Directed by Sean Ellis

Written by Sean Ellis

Starring Boyd Holbrook, Kelly Reilly, Alistair Petrie


Even though this story of a community beset by a moonlight curse is set in 19th-century France, Sean Ellis’ period werewolf movie is probably the most commercial film in this year’s horror lineup at the Sundance Film Festival. It has adventure, a model leading man in Boyd Holbrook (Logan, The Predator), an impressive body count and a ton of CGI. In fact, Eight For Silver probably relies a little too much on action instead of embracing the exceptional atmosphere created by art director Paulo Goncalves. Still, any filmmakers brave enough to add an entry that will undoubtedly be compared to the best werewolf movies ever made should feel proud. Especially one with this amount of epic scale and glorious grandeur.

Beginning with scenes of banishment and torture, a brutally effective one-shot shows a group of callous land barons overtaking a small Romanian community and setting their tents on fire, leaving them running for cover. Orchestrator and proud family man Seamus Laurent (Petrie) unknowingly unleashes a curse after the slaughter which begins to threaten his children and his precious land. Once his son disappears into the night after a wild animal attack, an enigmatic traveling pathologist named John McBride (Holbrook) vows to help. As more and more victims pile up, the howls across the moors grow in volume, suggesting there may be more than just one Lycan on the prowl.

If we divide up the werewolf genre into three distinct periods — the classic Larry Talbot era of The Wolf Man, the eighties coming of age era of Lone Wolf (1988), and the action horror era of Underworld Eight For Silver probably fits best in the latter category. It could also be compared to another period set French hybrid, 2001’s spectacular hunter-killer new classic Brotherhood of the Wolf. All the right boxes are checked including silver bullets, haunting gypsy curses, a terrorized community under attack, and a tested outsider ready to join the fight. Unfortunately, every element doesn’t quite gel.
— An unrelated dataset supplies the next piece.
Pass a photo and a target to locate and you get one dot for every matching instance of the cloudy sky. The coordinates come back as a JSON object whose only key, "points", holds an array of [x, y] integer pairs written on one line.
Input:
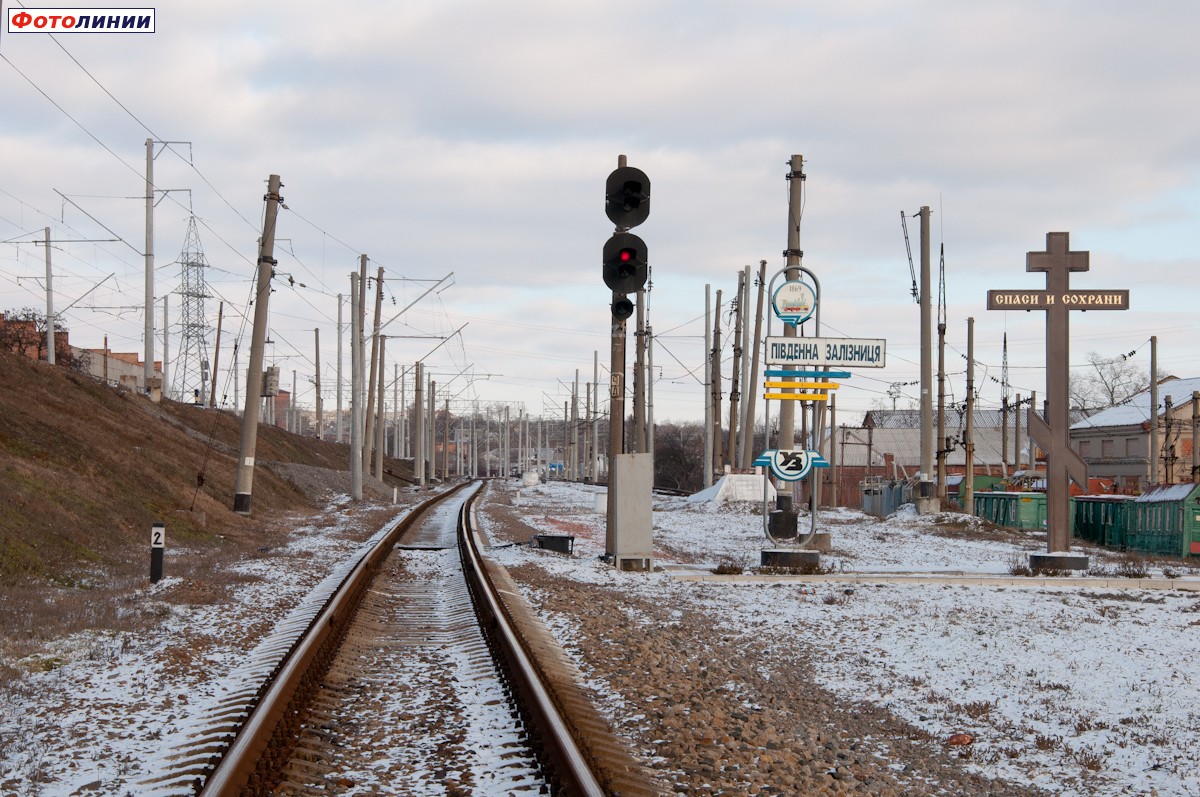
{"points": [[473, 138]]}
The final battle highlights the film’s strengths and its weaknesses, namely the execution of the jump scares and the most important piece of all: the creature itself. After a number of unsuccessful nightmare sequences featuring gypsy ghosts haunting the town children, the tension does start to settle in once the actual physical attacks ramp up. The creature design is more human than monster and almost completely CGI rendered, however. That’s a choice that doesn’t always work but each attack builds on the kill before.

In one scene in particular, the revelation of just how the beast operates is highly effective, mostly because it’s almost completely practical and explains that the cursed victims are trapped instead of transformed. Visually, this scene reaches a dramatic height that unveils the tragic fate of the sons and daughters that go missing. In your head, recall the image of Paul’s death in 1988’s The Blob and you’ll have an idea of what to expect.


  • Eight For Silver
3.5

Summary

Eight For Silver should go down as one of the more ambitious werewolf movies in recent memory, even when it doesn’t manage to find its footing.